Worth the Work, E-prescribing Will Have the Most Value for LTC PatientsMay 13th, 2013 by
Is it worth the effort to create an e-prescribing system for long-term care (LTC)?
After 13 years of LTC physician practice management, I can say unequivocally that e-prescribing will diminish the occurrence of life-threatening, serious and moderately complex medication problems. This observation is backed up by multiple case studies.
Arguably, e-prescribing should show its greatest per patient value in LTC. Because You’re dealing with a patient population that’s incredibly frail, often disoriented, and on 10-15 prescriptions. Statistical studies demonstrate that the probability of medication errors/interactions is almost 100% with this number of medications.
So where are we in regards to e-prescribing for LTC, and what additional steps are needed?
In my last blog, I pointed out that the federal government had proposed that when the LTC industry does start to e-prescribe, it must follow a new standard. That standard is identified as NCPDP 10.6 (National Council of Prescription Drug Programs).
Earlier this year NCPDP members and staff recognized a need beyond the standard; that is to actually define a workflow specifically for e-prescribing in LTC.
E-prescribing in the physician’s office is a long-standing practice. The workflow is simple and relatively straightforward; orders go directly from the physician’s office to the pharmacy. When the first LTC e-prescribing models were built, the office based model was used as the base case. This ignored the regulatory requirement that affects most LTC facilities – they are the custodians of the official record and all of the orders have to be in their medical record – whether it’s paper or electronic. That means the initial communication has to occur between the physician and the facility nursing staff. Nothing prevents the order from going to the pharmacy simultaneously, but you can’t ignore the facility.

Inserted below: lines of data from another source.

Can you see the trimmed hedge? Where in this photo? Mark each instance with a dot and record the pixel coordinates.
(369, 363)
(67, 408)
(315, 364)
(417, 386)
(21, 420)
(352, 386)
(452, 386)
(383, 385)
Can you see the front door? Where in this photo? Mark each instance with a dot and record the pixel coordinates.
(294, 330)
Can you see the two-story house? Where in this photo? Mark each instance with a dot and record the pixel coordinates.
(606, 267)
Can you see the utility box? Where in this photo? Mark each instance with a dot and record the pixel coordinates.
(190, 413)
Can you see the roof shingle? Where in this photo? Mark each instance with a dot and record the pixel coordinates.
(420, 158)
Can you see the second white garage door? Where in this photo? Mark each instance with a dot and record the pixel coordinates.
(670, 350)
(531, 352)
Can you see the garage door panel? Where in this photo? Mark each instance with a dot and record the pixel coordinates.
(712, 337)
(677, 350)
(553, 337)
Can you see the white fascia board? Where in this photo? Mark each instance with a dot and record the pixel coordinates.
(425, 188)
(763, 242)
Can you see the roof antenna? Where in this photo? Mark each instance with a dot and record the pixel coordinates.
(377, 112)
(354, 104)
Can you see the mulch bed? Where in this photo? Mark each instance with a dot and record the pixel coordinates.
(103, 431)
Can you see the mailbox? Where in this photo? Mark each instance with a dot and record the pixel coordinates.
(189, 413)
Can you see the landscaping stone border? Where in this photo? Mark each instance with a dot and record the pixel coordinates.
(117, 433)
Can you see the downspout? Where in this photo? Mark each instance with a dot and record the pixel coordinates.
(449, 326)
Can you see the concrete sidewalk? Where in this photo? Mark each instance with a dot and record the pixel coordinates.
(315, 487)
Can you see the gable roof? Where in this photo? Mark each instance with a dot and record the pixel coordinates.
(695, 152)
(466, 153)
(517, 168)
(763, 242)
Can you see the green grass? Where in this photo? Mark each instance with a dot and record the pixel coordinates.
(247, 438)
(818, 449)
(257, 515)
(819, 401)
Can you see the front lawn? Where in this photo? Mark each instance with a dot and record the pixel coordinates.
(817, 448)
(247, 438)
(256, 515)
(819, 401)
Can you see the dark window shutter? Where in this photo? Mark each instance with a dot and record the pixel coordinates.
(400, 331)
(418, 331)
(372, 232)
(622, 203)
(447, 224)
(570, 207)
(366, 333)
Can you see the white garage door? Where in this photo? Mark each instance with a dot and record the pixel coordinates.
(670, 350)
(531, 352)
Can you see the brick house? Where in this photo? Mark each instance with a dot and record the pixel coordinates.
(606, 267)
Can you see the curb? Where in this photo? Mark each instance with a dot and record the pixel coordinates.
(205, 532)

So that means you don’t just have the provider and the pharmacy involved. The LTC pharmacy – which almost universally is separate from the LTC facility – must be included, too.
You can see how with LTC, you’ll have a multiplicity of different workflows, depending on where the medication order is first entered. If software developers create order entry and send them to different locations, they need to have a roadmap showing how orders flow among the physician, the LTC facility and the pharmacy.
In LTC, you could have multiple workflows for managing any patient’s drug list, including:
- A discharge med list from the hospital physician sent to the nursing home
- The LTC physician making on-site rounds
- An LTC nurse initiated phone call to an office based physician, or call center
- Verbal orders created by the physician during a telephone call from the nurse
- Physicians managing patients in adult care homes with no nursing staff
The NCPDP LTPAC e-prescribing task force came up with a set of models that describes the various methods of prescribing in LTC – and then five possible permutations of the electronic order entry system.
The group is building a visual model of the particular workflow cases. there are potentially three different electronic record-keeping systems that should be speaking to each other.
The system developers have to understand which one of these business models they’re working in and what communication standard is appropriate.
This is all part of a work in process. And it’s being revised and plowed through by a number of people who are intimately involved with this, trying to define what these different tasks are.
It’s still a long way to being a perfected model, but at least now we have a conversation among physician groups, the LTC pharmacy providers, as well as, their electronic providers.
The November 2013 adoption date for this standard is published in a draft notice as part of the 2013 Medicare Physicians’ Fee Schedule. If this date holds up, my work group’s efforts will continue to try to define the set of recommended protocols that people are actually going to use when they communicate.